Ya me lo había enseñado muchas veces a lo largo de mi vida. Y la verdad, no quería sentir otra vez el ardor de su mano marcándome la piel. Porque en esos momentos de desesperación, un solo mantra rugía en mi cabeza: «No le temo a ningún dios que exista; le temo a cada hombre de este imperio, porque sé que sus manos son más letales que la ira de todos nuestros dioses juntos». Podría sonar exagerado, lo sabía muy bien, pero era la única realidad que existía en mi mente.

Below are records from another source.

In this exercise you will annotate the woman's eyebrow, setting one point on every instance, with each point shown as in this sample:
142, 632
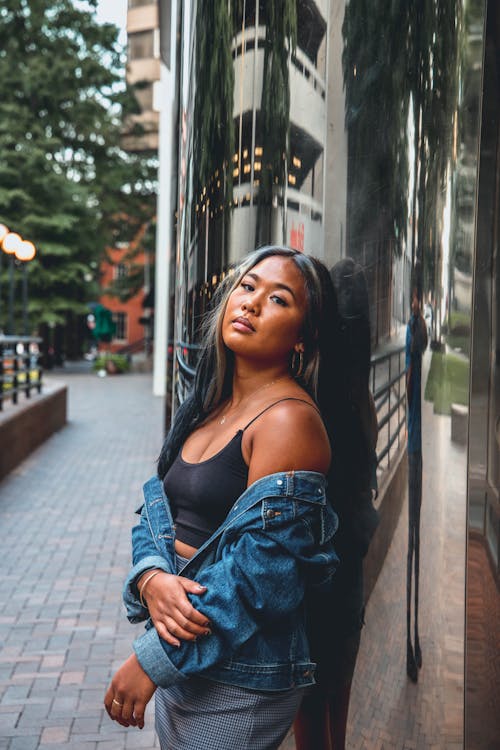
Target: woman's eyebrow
277, 284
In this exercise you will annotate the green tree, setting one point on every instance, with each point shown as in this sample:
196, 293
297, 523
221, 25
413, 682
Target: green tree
65, 183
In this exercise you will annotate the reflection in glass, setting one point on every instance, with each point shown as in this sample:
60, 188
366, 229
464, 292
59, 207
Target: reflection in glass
343, 131
482, 717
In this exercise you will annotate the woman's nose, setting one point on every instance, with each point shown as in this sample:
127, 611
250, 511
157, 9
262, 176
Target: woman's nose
250, 305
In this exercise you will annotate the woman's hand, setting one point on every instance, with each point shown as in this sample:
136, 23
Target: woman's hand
172, 613
127, 696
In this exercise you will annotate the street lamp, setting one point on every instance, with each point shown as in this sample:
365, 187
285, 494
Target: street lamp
10, 244
24, 253
14, 246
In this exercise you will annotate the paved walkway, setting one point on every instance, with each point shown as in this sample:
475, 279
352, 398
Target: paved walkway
65, 516
64, 520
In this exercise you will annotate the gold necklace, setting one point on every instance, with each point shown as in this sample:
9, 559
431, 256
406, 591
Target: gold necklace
260, 388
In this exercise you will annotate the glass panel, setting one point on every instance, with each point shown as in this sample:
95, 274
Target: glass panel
483, 572
141, 45
343, 132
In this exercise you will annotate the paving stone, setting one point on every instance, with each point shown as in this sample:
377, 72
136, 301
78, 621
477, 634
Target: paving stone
65, 520
25, 743
62, 624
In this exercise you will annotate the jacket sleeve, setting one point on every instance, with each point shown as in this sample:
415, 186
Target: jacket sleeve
260, 578
146, 554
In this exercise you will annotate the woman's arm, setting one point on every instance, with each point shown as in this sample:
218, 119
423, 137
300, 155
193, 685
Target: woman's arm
245, 588
164, 597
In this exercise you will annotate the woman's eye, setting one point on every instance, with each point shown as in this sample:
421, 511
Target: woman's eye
279, 300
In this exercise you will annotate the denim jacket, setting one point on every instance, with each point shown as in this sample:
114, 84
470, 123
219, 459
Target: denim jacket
275, 541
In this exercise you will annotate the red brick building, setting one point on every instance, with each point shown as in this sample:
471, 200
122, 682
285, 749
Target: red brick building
131, 333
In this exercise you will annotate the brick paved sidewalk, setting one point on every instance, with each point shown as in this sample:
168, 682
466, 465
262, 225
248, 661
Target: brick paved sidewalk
65, 516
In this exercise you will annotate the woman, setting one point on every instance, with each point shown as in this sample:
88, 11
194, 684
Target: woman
243, 469
322, 718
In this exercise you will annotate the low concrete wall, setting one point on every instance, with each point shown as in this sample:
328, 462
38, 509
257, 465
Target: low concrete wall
23, 427
391, 498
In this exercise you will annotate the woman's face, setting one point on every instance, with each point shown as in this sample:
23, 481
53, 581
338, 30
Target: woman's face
265, 312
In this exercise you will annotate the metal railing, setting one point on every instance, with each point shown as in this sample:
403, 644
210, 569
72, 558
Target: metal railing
388, 386
20, 369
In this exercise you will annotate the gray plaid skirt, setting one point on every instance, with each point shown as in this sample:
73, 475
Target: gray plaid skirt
199, 714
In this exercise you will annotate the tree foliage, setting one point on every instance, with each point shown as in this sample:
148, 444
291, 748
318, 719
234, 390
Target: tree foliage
65, 183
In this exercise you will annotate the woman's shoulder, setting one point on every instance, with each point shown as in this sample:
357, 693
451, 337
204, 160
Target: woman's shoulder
288, 435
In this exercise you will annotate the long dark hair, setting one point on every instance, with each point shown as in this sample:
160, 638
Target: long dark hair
322, 377
354, 461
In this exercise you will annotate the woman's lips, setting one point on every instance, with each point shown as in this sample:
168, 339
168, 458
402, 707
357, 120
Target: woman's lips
243, 324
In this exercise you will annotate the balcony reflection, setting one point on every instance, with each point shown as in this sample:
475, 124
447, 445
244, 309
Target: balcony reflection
346, 133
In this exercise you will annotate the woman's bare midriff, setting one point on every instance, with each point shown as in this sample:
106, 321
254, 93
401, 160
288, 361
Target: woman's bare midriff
184, 550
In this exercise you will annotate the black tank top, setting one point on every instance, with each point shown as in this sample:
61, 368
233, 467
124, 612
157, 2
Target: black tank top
202, 494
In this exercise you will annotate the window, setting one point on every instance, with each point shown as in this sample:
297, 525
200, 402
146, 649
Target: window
144, 95
141, 45
120, 320
139, 3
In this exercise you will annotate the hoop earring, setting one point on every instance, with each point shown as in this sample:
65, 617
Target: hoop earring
297, 371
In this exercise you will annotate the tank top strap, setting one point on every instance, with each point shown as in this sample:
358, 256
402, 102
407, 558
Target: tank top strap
287, 398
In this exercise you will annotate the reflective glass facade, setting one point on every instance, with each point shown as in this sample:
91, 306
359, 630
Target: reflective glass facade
373, 135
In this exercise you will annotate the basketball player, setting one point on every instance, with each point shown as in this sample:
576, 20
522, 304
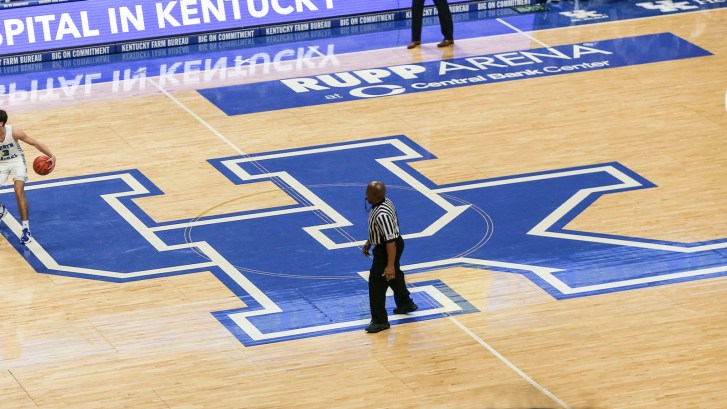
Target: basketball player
12, 161
417, 20
385, 268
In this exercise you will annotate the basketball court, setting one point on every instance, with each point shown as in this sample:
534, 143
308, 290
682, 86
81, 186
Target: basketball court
559, 177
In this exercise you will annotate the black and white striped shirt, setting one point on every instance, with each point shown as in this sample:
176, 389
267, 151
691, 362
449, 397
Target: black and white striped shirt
383, 224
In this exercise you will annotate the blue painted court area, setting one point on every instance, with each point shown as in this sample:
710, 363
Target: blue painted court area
314, 282
328, 42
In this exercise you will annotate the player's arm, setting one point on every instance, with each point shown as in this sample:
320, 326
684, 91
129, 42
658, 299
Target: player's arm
21, 136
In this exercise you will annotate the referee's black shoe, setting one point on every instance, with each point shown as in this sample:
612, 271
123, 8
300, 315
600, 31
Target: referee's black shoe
375, 327
411, 307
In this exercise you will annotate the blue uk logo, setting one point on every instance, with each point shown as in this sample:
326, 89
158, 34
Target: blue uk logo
299, 269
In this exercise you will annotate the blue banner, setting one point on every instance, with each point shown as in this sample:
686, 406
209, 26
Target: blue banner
446, 74
86, 23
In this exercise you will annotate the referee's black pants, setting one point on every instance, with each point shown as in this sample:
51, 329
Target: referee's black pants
417, 17
378, 284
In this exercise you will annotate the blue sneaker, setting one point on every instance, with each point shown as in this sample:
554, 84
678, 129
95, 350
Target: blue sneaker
26, 237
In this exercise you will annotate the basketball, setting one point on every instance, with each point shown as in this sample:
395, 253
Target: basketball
41, 165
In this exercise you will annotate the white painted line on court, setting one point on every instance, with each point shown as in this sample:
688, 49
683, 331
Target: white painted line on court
504, 360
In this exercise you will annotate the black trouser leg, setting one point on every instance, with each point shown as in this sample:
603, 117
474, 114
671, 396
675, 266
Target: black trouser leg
417, 16
445, 19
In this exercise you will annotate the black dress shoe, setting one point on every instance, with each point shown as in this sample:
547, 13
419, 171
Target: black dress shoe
445, 43
411, 307
374, 327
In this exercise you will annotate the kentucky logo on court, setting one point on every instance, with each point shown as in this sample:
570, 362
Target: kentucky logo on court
299, 269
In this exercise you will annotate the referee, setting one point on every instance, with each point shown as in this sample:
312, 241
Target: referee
385, 268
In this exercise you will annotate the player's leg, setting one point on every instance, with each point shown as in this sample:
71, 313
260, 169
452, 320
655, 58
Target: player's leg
4, 175
23, 210
417, 11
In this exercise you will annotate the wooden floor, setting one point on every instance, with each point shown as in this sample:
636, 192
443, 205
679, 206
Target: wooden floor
72, 343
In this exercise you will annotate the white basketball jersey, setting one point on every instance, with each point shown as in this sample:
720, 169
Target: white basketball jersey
10, 148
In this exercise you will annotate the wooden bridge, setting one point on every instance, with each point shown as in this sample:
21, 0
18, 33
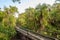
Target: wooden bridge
26, 35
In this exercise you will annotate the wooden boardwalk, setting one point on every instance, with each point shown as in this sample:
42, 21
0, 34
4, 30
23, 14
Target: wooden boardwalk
25, 35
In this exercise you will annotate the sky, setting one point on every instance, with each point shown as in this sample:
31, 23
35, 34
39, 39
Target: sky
24, 4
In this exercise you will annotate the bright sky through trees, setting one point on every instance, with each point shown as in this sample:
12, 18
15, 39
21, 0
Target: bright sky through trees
24, 3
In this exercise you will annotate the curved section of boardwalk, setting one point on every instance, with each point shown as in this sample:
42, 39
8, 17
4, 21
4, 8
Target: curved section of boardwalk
25, 35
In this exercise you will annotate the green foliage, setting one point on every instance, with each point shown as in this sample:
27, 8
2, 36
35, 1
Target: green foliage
7, 23
44, 19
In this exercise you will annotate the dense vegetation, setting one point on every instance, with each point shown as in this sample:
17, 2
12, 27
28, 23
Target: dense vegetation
43, 19
7, 23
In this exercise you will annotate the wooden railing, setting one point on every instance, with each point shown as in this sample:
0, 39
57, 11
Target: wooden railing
33, 36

—No entiendo qué pasa contigo, muchachita —soltó mi abuelo, sin quitarme la vista de encima, como si quisiera levantarse de la silla y arrastrarme junto a él—. Parece que a tu madre le quedó grande enseñarte a no decir estupideces. No sabes ni cómo agarrar una barredera, como lavar un simple plato, ni hablar de estirar tu propia ropa, y ahora vienes con que quieres liderar una fortuna inmensa.
—Disculpadme por no haber hecho lo suficiente —indicó mi madre, bajando la cabeza en una reverencia temblorosa—. Juro que Cathanna no volverá a decir semejantes bestialidades que puedan ponernos en vergüenza ante las demás personas. La corregiré como los dioses mandan, mi señor suegro. Os prometo hacerlo cuanto antes.
Apreté el cuchillo con fuerza antes de comenzar a cortar la carne seca que me llevaría a la boca, manteniendo la mirada fija en mi plato apenas con comida. No quería levantarla. No quería ver a mi madre con su maldita sumisión. Ni a mi abuelo con esa mirada de enojo puesta en mi cuerpo, haciéndome sentir mal. Mucho menos al resto de la mesa, como si lo que yo había dicho fuera un disparate total.
—Eso espero, Annelisa. Porque si tú no la corriges cuanto antes... lo haré yo. Y te aseguro por todos los dioses, que no te va a gustar mi manera —concluyó él, con un tono que me erizó la piel.
No me convenía hacerlo tampoco, porque sabía que, si lo hacía, mi autocontrol se iría por la borda a un precipicio sin salida. Y este cuchillo —el mismo que ahora cortaba la carne de una forma torpe— acabaría enterrado en sus gargantas. Solo para callarlos. Para siempre. Para recuperar la paz que me robaron desde antes de que pudiera distinguir el bien del mal. Para dejar de sentirme como la oveja blanca en una familia donde cada alma ya estaba corrompida por el poder.
—Lo entiendo, mi señor suegro. —Volvió a hacer una reverencia.
¿Y si en serio lo hacía? ¿Y si la sangre sobre esta mesa llena de comida exquisita fuera la mía, gracias al cuchillo que cortó mis venas... o la de todos ellos, culpa de mi enojo? ¿Sería tan terrible matar a mi propia familia, aun si eso me hiciera quedar como una demente ante el mundo ahí afuera? Pero... ¿Por qué estoy pensando en asesinar si jamás tendría la fuerza para hacerlo? ¿O… si sería capaz de aquello?